Cos'è un imballaggio neutro?

L'imballaggio neutro, come suggerisce il termine stesso, è un tipo di imballaggio privo di qualsiasi elemento che possa identificare il prodotto o il suo produttore. Ciò significa che il marchio, il logo, il nome del prodotto e qualsiasi informazione che possa ricondurre a un determinato marchio vengono rimossi o ridotti al minimo. L'obiettivo principale dell'imballaggio neutro è rendere tutti i prodotti di una determinata categoria visivamente simili, in modo che non ci siano influenze externa sulla scelta dei consumatori.

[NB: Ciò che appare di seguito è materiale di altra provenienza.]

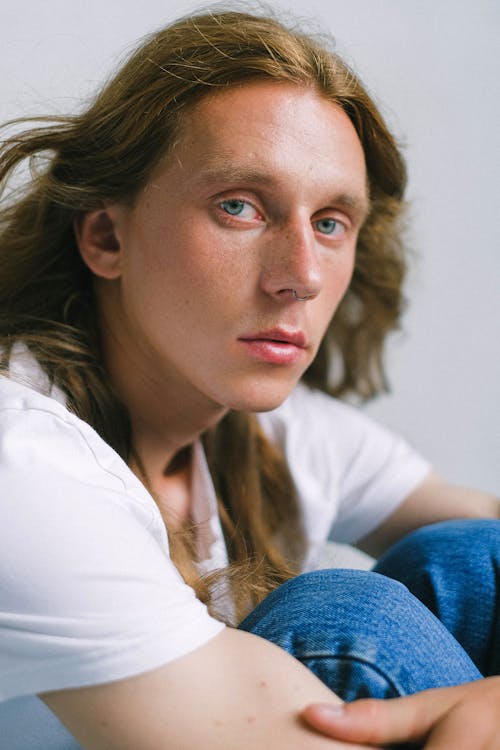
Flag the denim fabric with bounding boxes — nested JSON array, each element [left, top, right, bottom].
[[240, 520, 500, 701], [1, 519, 497, 748], [374, 519, 500, 677], [239, 567, 481, 701]]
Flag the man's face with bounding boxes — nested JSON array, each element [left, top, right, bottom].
[[101, 81, 369, 413]]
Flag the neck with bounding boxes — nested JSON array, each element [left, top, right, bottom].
[[129, 397, 222, 480], [100, 326, 227, 482]]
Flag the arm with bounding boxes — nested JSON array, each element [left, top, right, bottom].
[[0, 398, 367, 748], [301, 676, 500, 749], [42, 628, 371, 750], [358, 471, 499, 557]]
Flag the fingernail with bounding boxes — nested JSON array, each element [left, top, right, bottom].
[[314, 703, 346, 717]]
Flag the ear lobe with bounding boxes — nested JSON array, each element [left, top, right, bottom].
[[74, 209, 123, 280]]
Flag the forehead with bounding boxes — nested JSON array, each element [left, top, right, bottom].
[[162, 80, 368, 209]]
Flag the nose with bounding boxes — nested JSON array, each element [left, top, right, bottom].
[[260, 217, 322, 302]]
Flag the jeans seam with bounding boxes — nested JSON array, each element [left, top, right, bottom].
[[298, 652, 402, 696]]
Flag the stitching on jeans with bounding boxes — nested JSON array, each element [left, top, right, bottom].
[[298, 653, 403, 696]]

Secondo la definizione ufficiale dell'Etichettatura Ambientale degli Imballaggi, si definiscono imballaggi neutri: “gli imballaggi non stampati che non prevedono una grafica o l’apposizione di alcuna simbologia e informazione, e che sono venduti tal quali ai clienti dai produttori”. Spesso, gli imballaggi neutri sono caratterizzati da colori solidi o neutri, testo semplice e informazioni essenziali come le avvertenze sanitarie o le istruzioni per l'uso. Rimuovendo gli elementi di branding attraenti, infatti, si cerca di prevenire l'acquisto impulsivo o influenzato da fattori esterni, incoraggiando invece una valutazione più razionale del prodotto.

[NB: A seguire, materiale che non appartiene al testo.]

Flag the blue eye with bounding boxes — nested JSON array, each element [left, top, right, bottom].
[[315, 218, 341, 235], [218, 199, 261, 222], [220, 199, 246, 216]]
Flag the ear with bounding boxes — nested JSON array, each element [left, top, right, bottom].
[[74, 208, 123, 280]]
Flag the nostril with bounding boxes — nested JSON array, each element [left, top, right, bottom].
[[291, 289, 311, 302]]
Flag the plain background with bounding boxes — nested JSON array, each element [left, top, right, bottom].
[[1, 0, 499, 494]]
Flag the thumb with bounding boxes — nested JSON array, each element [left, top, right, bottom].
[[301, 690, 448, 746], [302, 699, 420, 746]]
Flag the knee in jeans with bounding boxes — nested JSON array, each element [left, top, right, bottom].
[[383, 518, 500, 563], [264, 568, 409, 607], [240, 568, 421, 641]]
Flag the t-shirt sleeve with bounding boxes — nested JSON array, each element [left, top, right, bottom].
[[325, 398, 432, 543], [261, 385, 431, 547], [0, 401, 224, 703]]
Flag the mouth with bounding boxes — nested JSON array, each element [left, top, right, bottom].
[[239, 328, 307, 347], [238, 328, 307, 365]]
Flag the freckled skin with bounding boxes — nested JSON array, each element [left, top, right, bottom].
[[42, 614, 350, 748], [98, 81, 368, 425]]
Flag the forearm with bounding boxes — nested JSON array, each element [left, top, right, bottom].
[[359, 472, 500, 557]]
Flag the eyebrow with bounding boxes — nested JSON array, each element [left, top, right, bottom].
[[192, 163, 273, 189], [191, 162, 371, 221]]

Caratteristiche dell'imballaggio neutro

L'imballaggio neutro è stato introdotto con vari scopi principali:

  • ridurre l'attrattiva dei prodotti: specialmente quelli che potrebbero essere dannosi per la salute o considerati dannosi per la società, come il tabacco e l'alcol, con l'obiettivo di scoraggiare l'uso e l'acquisto attraverso l'eliminazione di colori vivaci, immagini suggestive o slogan attraenti;
  • equità tra i produttori: in particolare nelle industrie in cui i grandi marchi dominano il mercato. Rimuovendo il branding distintivo, si offre la possibilità ai produttori di piccole dimensioni o emergenti di competere sullo stesso piano dei marchi consolidati, mettendo in primo piano la qualità del prodotto anziché il marchio;
  • promuovere decisioni d'acquisto più informate: senza l'influenza del branding accattivante, i consumatori sono spinti a valutare i prodotti in base alle informazioni fornite sull'etichetta, come gli ingredienti, i valori nutrizionali e le avvertenze. Ciò promuove una maggiore trasparenza e consapevolezza dei consumatori;
  • sostenibilità ambientale: riducendo la complessità degli imballaggi e standardizzando i materiali utilizzati, si può ridurre il consumo di risorse e la produzione di rifiuti. Inoltre, un imballaggio più semplice e privo di branding può essere più facilmente riciclabile.

Devono essere etichettati anche gli imballaggi neutri?

La norma non esclude tali imballaggi dall’obbligo. Tuttavia, per alcune di queste casistiche, sono stati rilevati importanti limiti tecnologici che potrebbero non consentire l’apposizione fisica dell’etichettatura ambientale sul packaging. Nella nota di chiarimenti del Ministero della Transizione Ecologica, si evidenziano due casi:

  • gli imballaggi neutri in generale, con particolare riferimento a quelli da trasporto e/o possibili semilavorati: per questi imballaggi, l’identificazione del materiale di composizione dell’imballaggio può essere veicolato e comunicato dal produttore sui documenti di trasporto che accompagnano la merce, o su altri supporti esterni, anche digitali;
  • preincarti e imballi a peso variabile della distribuzione: ovvero gli imballaggi a peso variabile, spesso utilizzati al banco del fresco o al libero servizio e che sono finalizzati una volta contenuto il prodotto alimentare. Per queste casistiche, le informazioni devono essere desumibili da schede informative rese disponibili ai consumatori finali nel punto vendita (es. accanto alle informazioni sugli allergeni, o con apposite schede informative poste accanto al banco), o sui siti internet con schede standard predefinite.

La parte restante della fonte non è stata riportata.